SEJUTA KISAH

BulanBintang
Chapter #47

47. Bangkit Dari Keterpurukan

Walau sudah satu bulan lebih aku masih saja merasa sedih, dia mengingat bagaimana ucapan Ibu kepadaku saat itu. Rasa kecewanya dapat aku rasakan. Tidak ada yang bisa aku lakukan lagi.

Saat aku sedang bersemangat dan lebih mendekatkan diri kepadanya. Namun, ujian itu kembali datang kepadaku. Aku tidak tahu kapan semua itu usai, yang aku lakukan sekarang adalah mempersiapkan diri dan ikhlas menerima segala takdirnya.

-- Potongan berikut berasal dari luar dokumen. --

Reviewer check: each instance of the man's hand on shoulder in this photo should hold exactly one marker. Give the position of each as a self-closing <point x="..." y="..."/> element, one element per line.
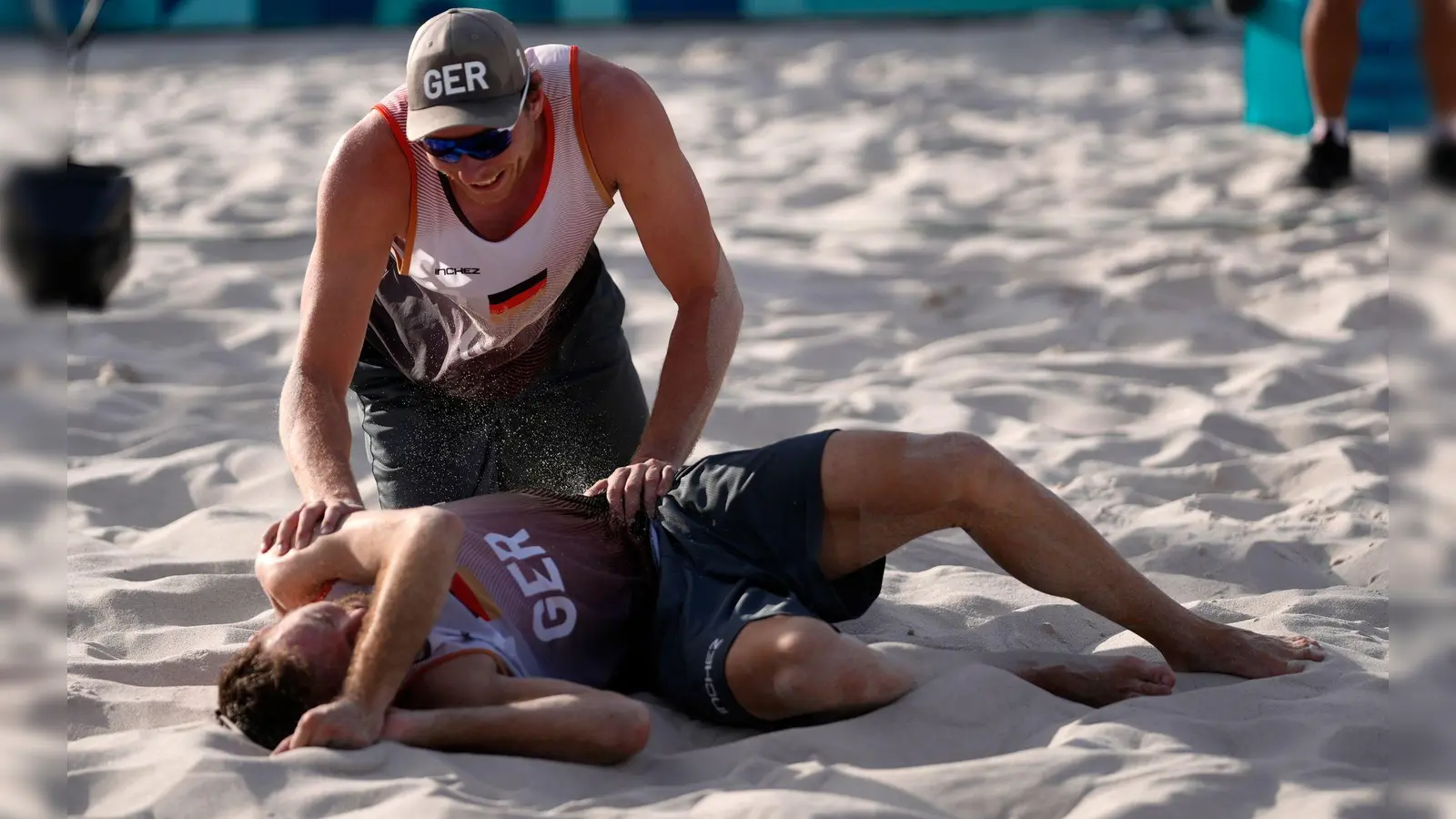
<point x="342" y="723"/>
<point x="300" y="526"/>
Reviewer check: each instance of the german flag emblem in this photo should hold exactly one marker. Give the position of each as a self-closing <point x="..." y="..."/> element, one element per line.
<point x="516" y="296"/>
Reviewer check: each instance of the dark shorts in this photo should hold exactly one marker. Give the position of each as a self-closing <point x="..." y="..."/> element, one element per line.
<point x="739" y="541"/>
<point x="574" y="423"/>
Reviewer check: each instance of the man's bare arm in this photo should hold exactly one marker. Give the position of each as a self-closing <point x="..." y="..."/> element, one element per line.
<point x="408" y="555"/>
<point x="466" y="705"/>
<point x="638" y="153"/>
<point x="363" y="205"/>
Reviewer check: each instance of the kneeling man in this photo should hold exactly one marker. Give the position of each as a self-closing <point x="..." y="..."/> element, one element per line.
<point x="519" y="622"/>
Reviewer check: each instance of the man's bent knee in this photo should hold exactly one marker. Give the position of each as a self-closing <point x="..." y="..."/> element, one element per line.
<point x="963" y="467"/>
<point x="784" y="668"/>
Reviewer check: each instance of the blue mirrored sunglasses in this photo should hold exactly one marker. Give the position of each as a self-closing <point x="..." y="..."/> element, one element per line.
<point x="482" y="145"/>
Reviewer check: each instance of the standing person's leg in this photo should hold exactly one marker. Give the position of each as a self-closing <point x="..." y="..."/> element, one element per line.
<point x="881" y="490"/>
<point x="422" y="448"/>
<point x="1331" y="46"/>
<point x="584" y="417"/>
<point x="1439" y="48"/>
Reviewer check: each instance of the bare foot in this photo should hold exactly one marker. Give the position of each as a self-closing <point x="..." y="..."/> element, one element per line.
<point x="1223" y="649"/>
<point x="1099" y="681"/>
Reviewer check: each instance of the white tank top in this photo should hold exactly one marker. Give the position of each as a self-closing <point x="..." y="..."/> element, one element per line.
<point x="472" y="303"/>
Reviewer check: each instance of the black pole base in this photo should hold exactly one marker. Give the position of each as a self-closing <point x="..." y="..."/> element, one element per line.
<point x="69" y="234"/>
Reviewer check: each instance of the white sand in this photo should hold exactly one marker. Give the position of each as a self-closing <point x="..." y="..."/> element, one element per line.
<point x="1004" y="229"/>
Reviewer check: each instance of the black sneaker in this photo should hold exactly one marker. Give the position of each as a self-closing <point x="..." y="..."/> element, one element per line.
<point x="1441" y="162"/>
<point x="1329" y="164"/>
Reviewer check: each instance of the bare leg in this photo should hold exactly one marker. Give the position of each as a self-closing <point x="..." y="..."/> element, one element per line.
<point x="788" y="666"/>
<point x="1331" y="44"/>
<point x="883" y="490"/>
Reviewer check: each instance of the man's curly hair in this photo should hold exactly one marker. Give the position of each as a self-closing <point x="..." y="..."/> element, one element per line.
<point x="267" y="693"/>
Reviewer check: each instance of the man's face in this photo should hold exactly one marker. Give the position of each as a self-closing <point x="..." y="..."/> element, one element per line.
<point x="322" y="634"/>
<point x="492" y="181"/>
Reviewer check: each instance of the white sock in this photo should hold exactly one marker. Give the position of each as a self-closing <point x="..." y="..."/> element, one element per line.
<point x="1334" y="126"/>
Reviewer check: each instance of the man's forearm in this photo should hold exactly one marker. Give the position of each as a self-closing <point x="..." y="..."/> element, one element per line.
<point x="698" y="354"/>
<point x="313" y="428"/>
<point x="594" y="729"/>
<point x="408" y="593"/>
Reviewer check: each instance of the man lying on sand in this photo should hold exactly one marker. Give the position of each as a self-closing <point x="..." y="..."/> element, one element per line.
<point x="514" y="622"/>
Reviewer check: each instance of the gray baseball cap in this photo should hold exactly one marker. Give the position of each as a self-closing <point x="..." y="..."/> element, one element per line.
<point x="465" y="67"/>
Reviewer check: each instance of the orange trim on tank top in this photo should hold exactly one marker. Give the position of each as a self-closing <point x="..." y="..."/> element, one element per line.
<point x="581" y="131"/>
<point x="402" y="267"/>
<point x="551" y="159"/>
<point x="436" y="662"/>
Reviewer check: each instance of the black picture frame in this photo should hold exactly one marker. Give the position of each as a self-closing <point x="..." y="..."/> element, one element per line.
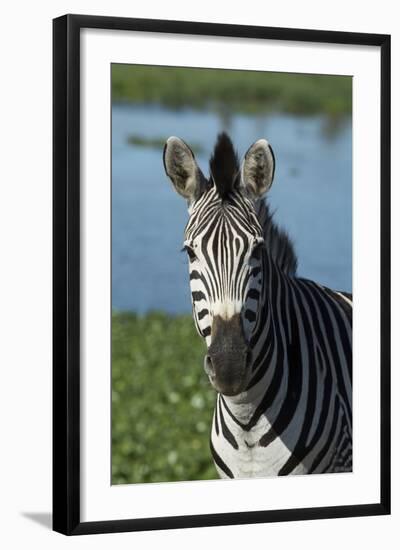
<point x="66" y="273"/>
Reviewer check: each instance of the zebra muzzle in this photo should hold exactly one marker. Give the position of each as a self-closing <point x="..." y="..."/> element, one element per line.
<point x="228" y="359"/>
<point x="228" y="371"/>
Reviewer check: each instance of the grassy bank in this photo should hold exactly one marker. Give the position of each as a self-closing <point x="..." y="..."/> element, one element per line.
<point x="239" y="91"/>
<point x="162" y="403"/>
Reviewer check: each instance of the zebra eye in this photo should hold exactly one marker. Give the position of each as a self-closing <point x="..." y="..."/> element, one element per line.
<point x="258" y="245"/>
<point x="190" y="252"/>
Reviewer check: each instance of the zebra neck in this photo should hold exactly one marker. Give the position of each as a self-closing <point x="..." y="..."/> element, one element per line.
<point x="270" y="350"/>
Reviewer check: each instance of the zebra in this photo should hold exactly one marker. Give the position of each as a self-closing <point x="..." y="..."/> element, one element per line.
<point x="279" y="347"/>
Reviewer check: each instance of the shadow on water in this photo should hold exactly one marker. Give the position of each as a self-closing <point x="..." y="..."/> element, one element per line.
<point x="311" y="197"/>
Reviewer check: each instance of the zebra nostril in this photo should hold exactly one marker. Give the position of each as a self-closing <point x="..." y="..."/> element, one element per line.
<point x="208" y="366"/>
<point x="249" y="358"/>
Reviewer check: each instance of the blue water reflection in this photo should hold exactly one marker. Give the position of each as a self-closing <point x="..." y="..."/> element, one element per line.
<point x="311" y="194"/>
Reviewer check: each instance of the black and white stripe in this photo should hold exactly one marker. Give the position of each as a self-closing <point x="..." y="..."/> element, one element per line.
<point x="294" y="414"/>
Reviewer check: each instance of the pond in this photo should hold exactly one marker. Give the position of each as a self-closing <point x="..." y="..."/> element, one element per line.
<point x="311" y="196"/>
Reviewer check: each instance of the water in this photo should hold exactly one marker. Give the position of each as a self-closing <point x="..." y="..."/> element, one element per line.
<point x="311" y="194"/>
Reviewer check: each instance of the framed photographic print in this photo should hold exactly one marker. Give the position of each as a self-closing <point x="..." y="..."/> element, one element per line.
<point x="221" y="201"/>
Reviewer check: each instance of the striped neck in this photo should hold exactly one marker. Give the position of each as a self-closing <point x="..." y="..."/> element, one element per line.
<point x="269" y="344"/>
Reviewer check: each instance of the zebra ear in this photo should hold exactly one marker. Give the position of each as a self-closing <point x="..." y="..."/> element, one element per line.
<point x="258" y="168"/>
<point x="181" y="167"/>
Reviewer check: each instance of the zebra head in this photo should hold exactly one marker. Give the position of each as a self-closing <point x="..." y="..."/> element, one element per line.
<point x="223" y="240"/>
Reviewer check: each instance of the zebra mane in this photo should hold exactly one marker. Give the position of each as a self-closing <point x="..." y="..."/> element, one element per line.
<point x="224" y="165"/>
<point x="277" y="241"/>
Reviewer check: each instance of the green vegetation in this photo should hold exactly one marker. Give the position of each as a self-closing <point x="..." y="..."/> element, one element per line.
<point x="229" y="90"/>
<point x="158" y="143"/>
<point x="162" y="402"/>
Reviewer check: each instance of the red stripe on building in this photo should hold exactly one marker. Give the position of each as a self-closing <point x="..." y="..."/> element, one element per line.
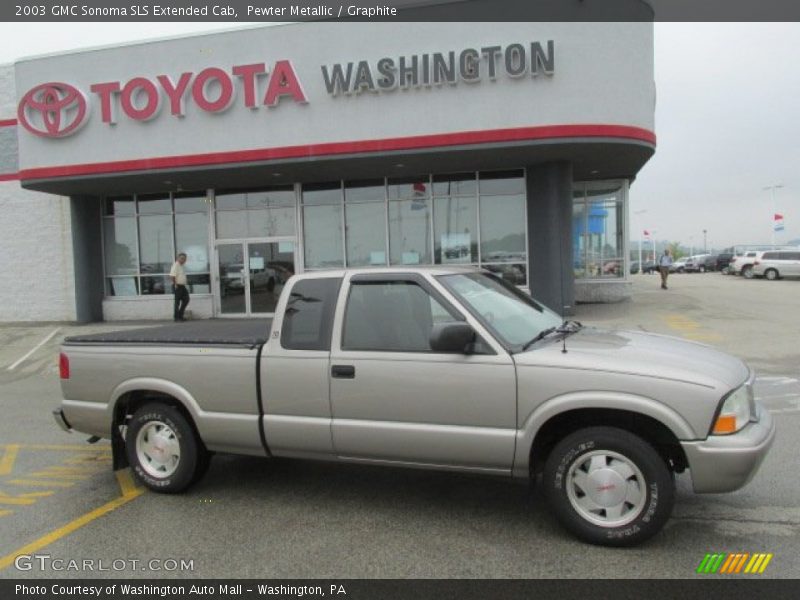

"Kamu tahu aku hanya seorang anak yang lemah. Kamu tahu juga aku selalu menangis kepadamu setiap hari, terus saja menyerah. Dan ketika aku berdiri kembali kenapa badai datang lagi kepadaku? Tetapi aku tidak apa-apa, aku tahu dirimu memberikan semua ujian itu karena aku anak yang kuat kan? Karena Gina anak yang terpilih, tidak ada yang seperti Gina. Aku mohon kepadamu ya Allah, aku tidak berharap lebih untuk diriku, aku hanya ingin segala harapan orang tuaku tercapai. Aku sebenarnya lelah, aku ingin menyerah tetapi tidak bisa. Janji-janji yang aku ucapkan kepadamu ketika aku berdoa, aku selalu ingat. Maaf aku telah lalai dalam menjalankan segala ibadahmu."

Menangis tiada henti sambil berdoa. Setiap sujud, aku selalu menangis. Rasanya berat, dan sekujur tubuhku lemas. Tuhan memegang erat kelemahanku. Aku lemah bila segala hal yang berkaitan dengan keluarga.

"Aku tahu ini teguran untukku atau ini ujian yang kau berikan kepada aku dan seluruh keluargaku. Tetapi ini berat sekali, jika harus melibatkan kedua orang tuaku aku tidak bisa. Jika ini memang teguran, berikan saja kepadaku. Aku hanya takut jika aku menjadi manusia yang hanya akan menyalahkan dirimu. Aku sudah sangat siap untuk menerima segala ujian yang kau berikan. Aku pun ikhlas ya Allah, tetapi aku mohon bantu aku menjadi anak yang kuat. Buatlah aku menjadi semangat, bantu aku tersenyum kembali seperti dahulu. Angkatlah segala penyakit yang aku miliki, rasanya aneh dengan penyakit itu. Jika boleh jujur aku tidak kuat. Hiks ... hiks ...." Aku berhenti berucap, aku menangis. 

"Aku manusia yang memiliki banyak kesalahan. Aku adalah anak yang menjadi harapan besar bagi seluruh keluargaku. Aku adalah anak yang ingin membuat kedua orang tuanya bahagia. Aku hanya seorang Kakak yang ingin membuat adik-adiknya tersenyum. Aku adalah seorang manusia yang ingin menolong banyak orang ya Allah. Bantu aku untuk mengangkat derajat seluruh keluargaku. Lancarkan segala usaha yang aku lakukan. Berikan aku pekerjaan yang bisa membuat aku selalu bersujud kepadamu. Buat aku sukses ya Allah. Bantu aku untuk mewujudkan cita-citaku. Buatlah aku menjadi manusia yang terus saja menolong banyak orang tanpa melihat siapa itu. Buat aku menjadi anak yang penuh rasa simpati besar dan jadikan aku anak yang mudah luluh dalam hal yang baik. Dan aku yakin, kau memberikan ujian ini lalu setelah itu kau akan memberikan aku sebuah keajaiban yang tidak akan aku duga. Aku akan menunggu keajaiban kamu. Ya Allah aku berharap jangan sampai pondasi rumahku yang retak ini hancur. Jangan ada lagi luka yang lain."

Berdoa sambil menangis, bercerita atas apa yang terjadi dalam kehidupan. Aku ikhlas dan belajar menerima takdir. Permintaanku memang banyak sehingga aku malu sebagai hambanya terkadang lupa terhadapnya.

***

Satu bulan kemudian setelah masalah kami berlalu. Rumah aku masih tetap seperti dahulu, berisik dan tidak pernah ada kata tenang. Namun bagiku itu lebih baik dari pada suatu saat kedua orang tuaku berpisah. Aku tidak bisa membayangkan betapa gilanya aku nanti jika hubungan mereka tidak dapat diperbaiki. Aku yakin mereka adalah jodoh yang ditakdirkan, walau sering bertengkar baik kecil atau pun besar keduanya masih terus bersamaku. Dan walau sebenarnya aku tahu kebersamaan mereka yang masih bertahan hanya untuk anak-anaknya.